Jordan has adopted “The Amman Message”, a guiding document proposed by the King. It is considered a cornerstone that governs unique relationships and a tolerant Jordan’s interfaith co-existence atmosphere. This message draws a roadmap on how Christians and Muslims should live together, promote and cherish the concept of sharing and enhance mutual giving through dialogue. This message has shaped a framework of noble initiatives that are likely to serve humanity and advocate the cause of needy and underserved categories of people.

Under this initiative, Caritas is translating this vision into effective and remarkable deeds by responding to medical and psychological conditions of people in need, as its Centers are implementing many programs and activities that demonstrate solidarity with the neediest groups regardless of faith, ethnic group, skin color, gender, political opinion or any type of discrimination.

Caritas Jordan Intervention:

Caritas Jordan has positively responded to the international efforts to save the minorities in Iraq and shoulder its humanitarian responsibilities towards them by receiving some 1000 Christians and provide them with all essentials in Jordan.
Caritas which has expressed its readiness to lend a hand to the government, ferry them from Erbil airport and host them in 10 locations in Jordan, provide them with appropriate Shelter, wash, food and non-food items, as well as other basic needs, according to Sphere standards.

This contingency plan started after all needed arrangements are made, in cooperation with the Reception Centers and the consent of the Jordanian Government.

Caritas has made agreements with the local churches to utilize 10 parishes and convents facilities to receive the displaced Christians. The Centers are scattered in many areas of Jordan, where Iraqis will be hosted, receive full accommodation, relief aid and all care and attention.

Furthermore, Caritas will provide daily meals, psychosocial activities for children and parents, group discussions, medical services, along with recreational activities, conduct visits and perform prayers.

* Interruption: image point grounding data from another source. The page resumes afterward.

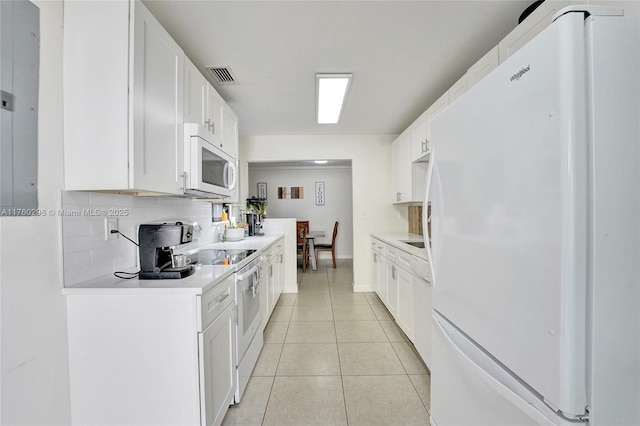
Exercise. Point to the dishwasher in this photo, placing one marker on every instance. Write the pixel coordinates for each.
(422, 307)
(248, 340)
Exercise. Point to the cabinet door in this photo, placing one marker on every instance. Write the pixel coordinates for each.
(382, 279)
(396, 164)
(195, 90)
(279, 279)
(214, 117)
(435, 109)
(405, 302)
(375, 278)
(158, 64)
(217, 367)
(230, 128)
(419, 138)
(392, 289)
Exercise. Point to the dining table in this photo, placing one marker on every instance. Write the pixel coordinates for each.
(311, 236)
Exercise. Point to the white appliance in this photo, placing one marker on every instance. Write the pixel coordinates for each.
(534, 192)
(249, 340)
(209, 171)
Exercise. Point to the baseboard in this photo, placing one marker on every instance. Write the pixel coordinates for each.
(362, 288)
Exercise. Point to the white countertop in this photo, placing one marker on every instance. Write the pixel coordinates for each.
(396, 239)
(205, 276)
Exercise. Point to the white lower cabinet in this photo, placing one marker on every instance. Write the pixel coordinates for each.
(217, 361)
(405, 301)
(271, 280)
(151, 356)
(394, 284)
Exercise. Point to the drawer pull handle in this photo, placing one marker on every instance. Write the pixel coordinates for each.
(218, 300)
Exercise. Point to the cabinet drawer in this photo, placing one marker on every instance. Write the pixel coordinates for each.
(391, 252)
(404, 260)
(215, 300)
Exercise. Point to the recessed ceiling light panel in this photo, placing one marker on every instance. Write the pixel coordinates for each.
(331, 91)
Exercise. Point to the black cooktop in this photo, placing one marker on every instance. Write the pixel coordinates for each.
(220, 257)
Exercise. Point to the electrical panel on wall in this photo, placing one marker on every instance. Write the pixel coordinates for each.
(19, 78)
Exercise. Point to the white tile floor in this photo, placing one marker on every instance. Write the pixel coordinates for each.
(334, 357)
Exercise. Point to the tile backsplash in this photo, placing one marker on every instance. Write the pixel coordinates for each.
(86, 253)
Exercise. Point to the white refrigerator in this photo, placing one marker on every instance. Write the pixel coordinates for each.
(534, 187)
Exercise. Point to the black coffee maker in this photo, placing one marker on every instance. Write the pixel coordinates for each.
(256, 206)
(156, 245)
(254, 220)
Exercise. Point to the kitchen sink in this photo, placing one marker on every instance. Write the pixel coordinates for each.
(419, 244)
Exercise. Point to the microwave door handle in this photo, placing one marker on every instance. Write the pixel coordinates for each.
(233, 173)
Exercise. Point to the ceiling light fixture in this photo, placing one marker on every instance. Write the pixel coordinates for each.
(331, 90)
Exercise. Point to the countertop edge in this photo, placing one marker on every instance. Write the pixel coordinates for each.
(395, 239)
(205, 277)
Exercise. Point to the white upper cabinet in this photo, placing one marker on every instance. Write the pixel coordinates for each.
(203, 105)
(458, 88)
(214, 116)
(419, 146)
(483, 67)
(435, 109)
(230, 129)
(401, 176)
(123, 100)
(538, 20)
(195, 89)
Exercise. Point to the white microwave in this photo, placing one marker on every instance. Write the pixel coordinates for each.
(209, 172)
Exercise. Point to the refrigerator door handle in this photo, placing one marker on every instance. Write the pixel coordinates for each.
(505, 384)
(433, 196)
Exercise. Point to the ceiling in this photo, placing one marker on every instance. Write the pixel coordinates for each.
(309, 164)
(403, 55)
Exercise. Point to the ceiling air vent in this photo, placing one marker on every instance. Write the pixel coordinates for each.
(223, 75)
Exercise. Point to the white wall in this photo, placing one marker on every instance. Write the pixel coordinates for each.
(337, 207)
(370, 157)
(35, 384)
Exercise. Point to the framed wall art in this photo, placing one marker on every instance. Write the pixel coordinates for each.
(320, 195)
(262, 189)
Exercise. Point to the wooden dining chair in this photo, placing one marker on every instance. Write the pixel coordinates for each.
(302, 229)
(330, 247)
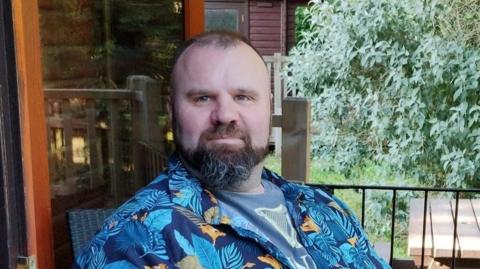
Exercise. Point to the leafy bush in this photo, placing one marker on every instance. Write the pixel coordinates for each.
(389, 84)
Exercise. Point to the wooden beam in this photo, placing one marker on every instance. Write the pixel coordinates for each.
(33, 138)
(296, 139)
(194, 11)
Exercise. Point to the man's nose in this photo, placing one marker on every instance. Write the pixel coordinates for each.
(225, 112)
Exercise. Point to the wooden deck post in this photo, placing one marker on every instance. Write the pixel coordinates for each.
(147, 107)
(296, 139)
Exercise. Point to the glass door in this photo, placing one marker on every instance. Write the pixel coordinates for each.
(102, 62)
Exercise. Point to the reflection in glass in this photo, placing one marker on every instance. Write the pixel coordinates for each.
(89, 48)
(221, 19)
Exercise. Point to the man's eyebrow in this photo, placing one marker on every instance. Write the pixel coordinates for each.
(247, 91)
(196, 92)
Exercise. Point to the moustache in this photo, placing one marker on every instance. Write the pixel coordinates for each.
(224, 131)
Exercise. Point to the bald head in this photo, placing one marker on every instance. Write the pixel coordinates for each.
(221, 40)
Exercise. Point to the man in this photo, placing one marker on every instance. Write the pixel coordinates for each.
(216, 206)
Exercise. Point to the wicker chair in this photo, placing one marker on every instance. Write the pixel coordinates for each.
(83, 224)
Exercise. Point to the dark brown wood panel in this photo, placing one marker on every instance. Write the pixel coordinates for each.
(194, 17)
(265, 23)
(34, 141)
(261, 37)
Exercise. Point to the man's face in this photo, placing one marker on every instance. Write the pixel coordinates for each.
(221, 101)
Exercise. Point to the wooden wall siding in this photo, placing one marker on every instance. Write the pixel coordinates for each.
(265, 26)
(291, 6)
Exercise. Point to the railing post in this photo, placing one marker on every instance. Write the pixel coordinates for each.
(114, 152)
(296, 139)
(277, 100)
(147, 108)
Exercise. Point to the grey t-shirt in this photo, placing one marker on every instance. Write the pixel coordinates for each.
(266, 214)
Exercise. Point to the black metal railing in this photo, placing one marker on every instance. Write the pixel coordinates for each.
(456, 191)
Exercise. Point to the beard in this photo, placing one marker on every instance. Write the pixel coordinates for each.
(222, 166)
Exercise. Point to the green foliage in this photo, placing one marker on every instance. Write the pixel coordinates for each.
(388, 84)
(302, 22)
(462, 22)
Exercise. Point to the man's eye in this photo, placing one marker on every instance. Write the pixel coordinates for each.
(203, 98)
(242, 97)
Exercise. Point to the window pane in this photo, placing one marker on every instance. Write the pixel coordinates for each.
(221, 19)
(98, 126)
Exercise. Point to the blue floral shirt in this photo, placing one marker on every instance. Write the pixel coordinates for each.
(174, 223)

Meanwhile, Caritas coordinated with the Royal Jordanian airlines to ferry them to Jordan at Caritas expense, which covered the air tickets from Erbil to Amman. It has also provided transportation to the displaced Iraqi families upon their arrival to Amman airport to Caritas partner Centers, before they were hosted in the intended Centers.


Reasons behind Christian movements:

Iraq is a country that combines many ethnic groups and sects, which form mosaic diversity. Despite a history that had seen series of military coups and power conflicts and wars, Iraqis of all origins and sects have relatively long lived in peace and harmony, shared political, social and economic concerns and gains.

The involvement of Islamic State in Iraq and the Levant (ISIL), before changing its name to Islamic State in Iraqi and Syria (ISIS) then to Islamic State (IS) in the fighting against the regime, has made some of the northern Sunni dominated Governorates of Al Anbar, Mosul, Nineva, Salahudin and Tikrit political and tribal figures fight with IS against the regime, killing thousands, seizing northern cities and forcing others to flee their homes to other areas of Iraq and to neighboring countries including Jordan.

Islamic State (IS), or better known in Arabic acronym as Daesh, started its violent activities in Syria and swiftly extended its power in Iraq, routing Iraqi Shiite- led government troops from most of the Iraqi northern areas and big cities, taking over their posts and weapons and looting banks and properties, with an ambition to reach southern areas and extend its Caliphate which was declared by their leader Abu Baker Al Baghdadi, a move never recognized by any country or religious bodies.

The imposing of the Islamic strict rules against minority groups such as Christians, Yazidis, Shiite, Shabak, Kurds and others has driven thousands from their hometowns seeking safety and security.